An Inquisitive Man and How to Treat Him
1 Samuel 10:16
And Saul said to his uncle, He told us plainly that the donkeys were found. But of the matter of the kingdom, whereof Samuel spoke…

Saul has now reached his home, and is determined to conceal the history of the past few days from the knowledge of others. If the Prophet's communications were to become generally known they would render Saul's position most uncomfortable. Many would discredit them; some would envy his promotion; while others might devise measures to take his life, or prevent the realisation of his hope.

I. THIS MAN'S INQUISITIVENESS. Human biography is so interesting that, touched by its spell, men instinctively stand to inquire.

1. The Interrogator. "Saul's uncle." People frequently presume upon their relationship to ask any questions they think proper. And their kinship is made a plea for unwelcome intrusions, or impudent interferences, totally incompatible with manly etiquette.

2. The inquiries made. Some relatives are always inquiring into the arrangements of other families. We can hardly move out of our doors but someone must ask, either us or our neighbours, whither we went.

3. The sources of his expected information. "And Saul's uncle said unto him and to his servant" (ver. 14). The uncle no doubt thought that if he could not obtain the required information from Saul, that he would have little difficulty in getting it from the servant. Servants are not always the most trustworthy persons, and especially with news at all exciting, or of family interest.

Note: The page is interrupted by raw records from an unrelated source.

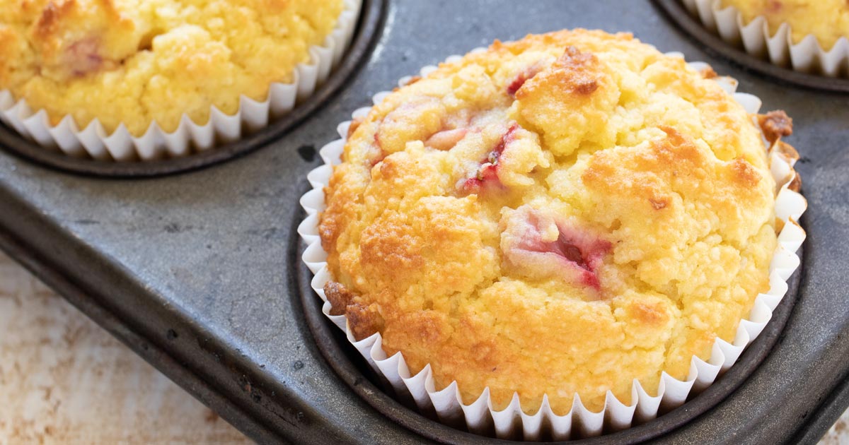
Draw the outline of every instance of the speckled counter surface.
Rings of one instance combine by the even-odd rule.
[[[0,444],[247,442],[0,253]]]
[[[0,444],[247,442],[0,253]]]

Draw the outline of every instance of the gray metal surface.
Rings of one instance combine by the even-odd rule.
[[[777,346],[730,397],[661,440],[774,443],[824,431],[823,419],[846,406],[830,396],[846,392],[835,390],[849,369],[846,96],[779,85],[714,58],[648,2],[391,0],[385,21],[342,91],[249,156],[157,179],[106,180],[0,153],[0,245],[261,442],[418,442],[336,375],[304,320],[295,227],[306,174],[318,164],[308,147],[335,138],[337,123],[398,78],[493,38],[630,31],[710,62],[765,108],[787,110],[810,203],[799,298]]]

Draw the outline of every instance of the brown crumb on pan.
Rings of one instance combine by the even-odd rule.
[[[717,77],[717,75],[717,75],[717,72],[713,70],[713,68],[711,66],[705,67],[704,69],[701,70],[700,72],[701,72],[701,76],[704,77],[705,79],[713,79],[714,77]]]
[[[778,109],[766,114],[758,114],[757,123],[763,131],[763,136],[770,142],[793,134],[793,120],[784,110]]]
[[[344,315],[345,308],[354,299],[354,294],[335,281],[328,281],[324,285],[324,295],[330,302],[331,315]]]

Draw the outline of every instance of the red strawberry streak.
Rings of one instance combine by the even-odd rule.
[[[498,141],[498,145],[496,145],[495,148],[486,154],[486,158],[481,161],[481,167],[478,169],[477,175],[467,179],[463,183],[463,190],[464,192],[475,193],[486,185],[502,186],[501,183],[498,182],[498,166],[500,165],[498,159],[501,159],[501,155],[504,153],[507,144],[515,140],[515,132],[517,130],[519,130],[519,124],[515,122],[510,124],[510,127],[507,130],[507,132]]]

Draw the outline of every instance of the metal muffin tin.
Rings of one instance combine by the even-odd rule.
[[[367,1],[342,70],[291,123],[235,144],[259,147],[249,156],[115,179],[0,152],[0,247],[261,442],[488,442],[395,401],[324,320],[300,259],[298,199],[315,149],[372,94],[494,38],[572,27],[633,31],[786,110],[809,203],[802,265],[737,364],[662,417],[586,442],[815,442],[849,405],[849,97],[729,62],[649,2]],[[27,145],[0,126],[7,151]],[[183,170],[170,162],[132,174]]]

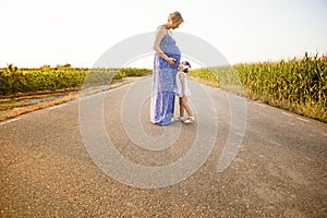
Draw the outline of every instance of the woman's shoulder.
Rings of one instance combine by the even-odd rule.
[[[165,24],[158,26],[157,31],[167,31]]]

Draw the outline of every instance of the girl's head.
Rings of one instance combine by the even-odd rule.
[[[179,71],[189,73],[191,71],[191,64],[187,61],[180,62]]]
[[[172,29],[178,28],[184,22],[180,12],[175,11],[168,16],[168,23]]]

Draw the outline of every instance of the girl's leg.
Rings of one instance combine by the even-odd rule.
[[[192,110],[189,106],[189,102],[187,102],[187,97],[184,97],[183,100],[182,100],[182,106],[183,108],[186,110],[189,117],[193,117],[193,113],[192,113]]]

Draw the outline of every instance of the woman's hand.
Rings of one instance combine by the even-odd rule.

II. THE MANNER IN WHICH IT WAS TREATED. Some men have not sufficient power of character to contend with inquisitive people; and the artful inquirer, without raising the slightest suspicion, gains all the information required. It requires some little art to deal successfully with such folk; and of this Saul was happily possessed.

1. Saul's reply was truthful. "He told us plainly that the asses were found" (ver. 16). We can never be justified in telling lies, not even to silence inquisitive men. Saul recognised this fact; and while speaking the truth, withheld part of the tidings.

2. Saul's reply was discreet. "But of the matter of the kingdom whereof Samuel spake, he told him not."

3. Saul's reply was modest. If such promotion had come to most young men, they would have hurried to their friends, and in a fit of excitement have communicated the whole story. But not so with Saul, he kept it in his own heart until God should read it to an assembled nation.

4. Saul's reply was short. He did not betray himself by a multitude of words; he did not by some unthinking sentence excite the suspicion of his uncle; but briefly told him about the asses. Here Saul displayed his common sense.Lessons: —

1. Never tell people all they wish to know.

2. Do not abuse the sanctity of family relationships by petty intrusions.

3. That discretion is the only safety of a promoted life.

(Joseph S. Exell, M. A.)

Parallel Verses
KJV: And Saul said unto his uncle, He told us plainly that the asses were found. But of the matter of the kingdom, whereof Samuel spake, he told him not.

WEB: Saul said to his uncle, "He told us plainly that the donkeys were found." But concerning the matter of the kingdom, of which Samuel spoke, he didn't tell him.